Самолет рокотал, и в звоне обшивки начинала звучать чья-то грозная трубная музыка, металлические, неразличимые для слуха слова. Белосельцев слушал хор стальных великанов, наполнявший металлическое небо, где не было Бога и летел огромный трубящий ангел.

Часть II

Глава четырнадцатая

У самых губ, у дрожащих счастливых глаз – резная, прозрачная на солнце трава, близкая красная ягода, розовый кудрявый цветочек. Выше травы – горячие смоляные стволы, стеклянный блеск бора, синее небо с белым недвижным облаком. Он прижимает к теплой земле гибкое скользящее тело, раздвигает стебли, смотрит в прогал на бабушку. Она сидит на пенечке, беловолосая, в белой соломенной шляпке, держит раскрытую книгу. Ее лицо серьезное, внимательное, среди теней, солнечных пятен, мерцаний. От бабушки к нему, сквозь прозрачные зеленые стебли, тянется горячий луч света. Он чувствует этот луч своим нежным, любящим сердцем. Крадется к бабушке, молит, чтобы она не заметила, продолжала читать, как можно дольше не углядела его в траве. Но столько любви и нежности в его сердце, так напряжен и зорок его зрачок, столько радости, света в соединяющем их луче, что бабушка чувствует его приближение. Отрывает глаза от книги, оглядывает поляну. Глаза их встречаются, лицо ее начинает светлеть, улыбаться, но луч выгибается, поляна перевертывается, словно насажена на тонкую ось, и бабушка пропадает, проваливается, заслоняемая поднятой дыбом землей. Он вскрикивает, не в силах ее удержать. Испытывает такое страдание, такую тоску и боль, понимая, что все это сон, бабушки давно уже нет, нет той поляны и ягоды. Это прозрение во сне переходит в пробуждение, в явь, в сердечную боль и тоску. Просторный гостиничный номер. Сумрачная, с пологом ниша, в которой стремительно свертывается, исчезает пространство сна. В этой воронке еще дрожит и мерцает гаснущая точка света. Погасла. Он лежит, опрокинутый. Глаза в слезах.

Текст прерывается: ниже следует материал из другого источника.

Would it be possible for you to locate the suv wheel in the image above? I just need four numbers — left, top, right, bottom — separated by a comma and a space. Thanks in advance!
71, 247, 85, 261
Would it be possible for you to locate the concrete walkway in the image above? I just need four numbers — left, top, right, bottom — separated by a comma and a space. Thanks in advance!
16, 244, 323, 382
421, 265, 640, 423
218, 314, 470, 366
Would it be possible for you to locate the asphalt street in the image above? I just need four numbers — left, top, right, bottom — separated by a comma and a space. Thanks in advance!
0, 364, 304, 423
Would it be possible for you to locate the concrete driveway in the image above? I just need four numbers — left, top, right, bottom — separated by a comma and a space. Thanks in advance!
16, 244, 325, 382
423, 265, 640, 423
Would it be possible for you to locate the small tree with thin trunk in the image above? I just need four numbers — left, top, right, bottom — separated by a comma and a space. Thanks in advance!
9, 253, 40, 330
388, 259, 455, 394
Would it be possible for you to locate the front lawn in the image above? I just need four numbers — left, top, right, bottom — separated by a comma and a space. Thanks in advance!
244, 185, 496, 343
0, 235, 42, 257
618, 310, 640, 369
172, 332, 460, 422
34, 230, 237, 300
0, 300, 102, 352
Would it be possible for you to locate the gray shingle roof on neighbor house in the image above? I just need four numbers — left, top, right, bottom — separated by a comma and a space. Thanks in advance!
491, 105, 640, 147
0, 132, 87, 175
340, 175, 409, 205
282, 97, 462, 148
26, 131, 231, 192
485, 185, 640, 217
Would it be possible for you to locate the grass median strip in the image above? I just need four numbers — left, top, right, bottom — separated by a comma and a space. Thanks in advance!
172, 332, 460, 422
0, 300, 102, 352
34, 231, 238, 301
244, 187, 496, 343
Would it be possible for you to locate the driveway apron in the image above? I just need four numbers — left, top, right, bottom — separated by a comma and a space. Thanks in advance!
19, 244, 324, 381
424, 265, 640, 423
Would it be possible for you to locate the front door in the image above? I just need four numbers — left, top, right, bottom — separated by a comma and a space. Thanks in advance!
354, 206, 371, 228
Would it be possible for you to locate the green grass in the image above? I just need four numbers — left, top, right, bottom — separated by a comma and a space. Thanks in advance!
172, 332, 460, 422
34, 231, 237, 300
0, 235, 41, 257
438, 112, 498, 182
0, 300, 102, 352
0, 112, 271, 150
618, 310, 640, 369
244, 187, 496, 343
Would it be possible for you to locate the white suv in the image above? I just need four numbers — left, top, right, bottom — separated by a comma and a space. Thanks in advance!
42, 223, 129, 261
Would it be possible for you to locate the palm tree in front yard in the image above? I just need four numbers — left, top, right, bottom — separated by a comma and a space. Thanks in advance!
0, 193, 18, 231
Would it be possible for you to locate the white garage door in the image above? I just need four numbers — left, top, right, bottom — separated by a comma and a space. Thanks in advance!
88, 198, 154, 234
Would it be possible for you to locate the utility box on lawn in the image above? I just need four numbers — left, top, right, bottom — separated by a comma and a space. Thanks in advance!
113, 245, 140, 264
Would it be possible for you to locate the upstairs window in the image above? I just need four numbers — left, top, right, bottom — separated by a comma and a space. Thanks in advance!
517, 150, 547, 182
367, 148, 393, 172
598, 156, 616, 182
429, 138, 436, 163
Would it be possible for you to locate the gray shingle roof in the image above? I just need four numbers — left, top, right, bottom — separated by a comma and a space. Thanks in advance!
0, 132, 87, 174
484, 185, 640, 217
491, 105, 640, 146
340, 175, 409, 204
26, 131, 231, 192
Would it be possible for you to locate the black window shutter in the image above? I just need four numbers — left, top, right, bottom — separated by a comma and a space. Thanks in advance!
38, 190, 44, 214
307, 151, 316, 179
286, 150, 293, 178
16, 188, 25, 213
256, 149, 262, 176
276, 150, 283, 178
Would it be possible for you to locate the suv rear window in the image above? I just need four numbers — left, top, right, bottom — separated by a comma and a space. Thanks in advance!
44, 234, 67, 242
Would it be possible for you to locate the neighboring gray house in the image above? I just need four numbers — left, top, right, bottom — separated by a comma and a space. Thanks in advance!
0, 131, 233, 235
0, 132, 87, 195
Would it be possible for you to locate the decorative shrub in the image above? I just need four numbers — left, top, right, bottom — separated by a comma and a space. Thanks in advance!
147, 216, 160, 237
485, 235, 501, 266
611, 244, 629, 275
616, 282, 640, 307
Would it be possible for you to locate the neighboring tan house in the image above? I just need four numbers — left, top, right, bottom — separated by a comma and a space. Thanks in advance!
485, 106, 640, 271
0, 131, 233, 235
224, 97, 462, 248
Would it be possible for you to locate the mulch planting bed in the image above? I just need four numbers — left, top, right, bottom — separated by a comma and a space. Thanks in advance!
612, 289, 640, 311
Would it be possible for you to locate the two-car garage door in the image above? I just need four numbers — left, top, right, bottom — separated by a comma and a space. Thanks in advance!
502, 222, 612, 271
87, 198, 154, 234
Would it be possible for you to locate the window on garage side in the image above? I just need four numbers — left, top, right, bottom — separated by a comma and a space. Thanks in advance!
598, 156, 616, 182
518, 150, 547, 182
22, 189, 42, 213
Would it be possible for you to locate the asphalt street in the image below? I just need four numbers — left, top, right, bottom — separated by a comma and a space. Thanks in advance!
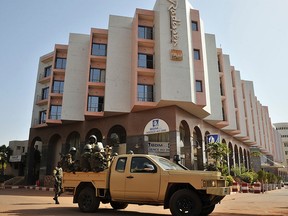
0, 188, 288, 216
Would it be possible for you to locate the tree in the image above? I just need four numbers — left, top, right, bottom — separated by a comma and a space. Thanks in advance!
0, 145, 12, 175
206, 142, 229, 172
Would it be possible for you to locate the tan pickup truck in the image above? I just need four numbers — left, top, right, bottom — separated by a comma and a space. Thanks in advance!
63, 154, 230, 216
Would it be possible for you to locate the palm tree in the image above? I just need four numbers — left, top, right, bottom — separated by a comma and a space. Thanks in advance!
0, 145, 12, 175
206, 142, 229, 172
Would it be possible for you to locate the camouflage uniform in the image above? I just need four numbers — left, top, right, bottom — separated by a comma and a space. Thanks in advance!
80, 144, 92, 172
53, 162, 63, 204
90, 151, 107, 172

Белосельцев медленно, принуждая себя, поднялся с кровати. Вяло прошел по мягкому, устилающему номер ковру. Тускло отразился в зеркале, избегая отражения, не желая видеть свое худое усталое тело. Приблизился к окну, пропускавшему сквозь гардину коричневый сумрачный свет. Ухватился за ткань, дернул, сдвигая гардину, звякая костяными кольцами. Огромный, сине-сверкающий удар океана бесшумно толкнул его в грудь. Близкая, солнечная, в бесчисленных мерцаниях света, в слепящих точках, голубая, туманная, открылась океанская ширь. Близко, у самых окон, удалялся корабль, белый, с черно-красной рубкой, оставляя за кормой негаснущую голубую дорогу. Вдали, на рейде, белели другие корабли. Белосельцев стоял, залитый светом, оглушенный светоносным ударом.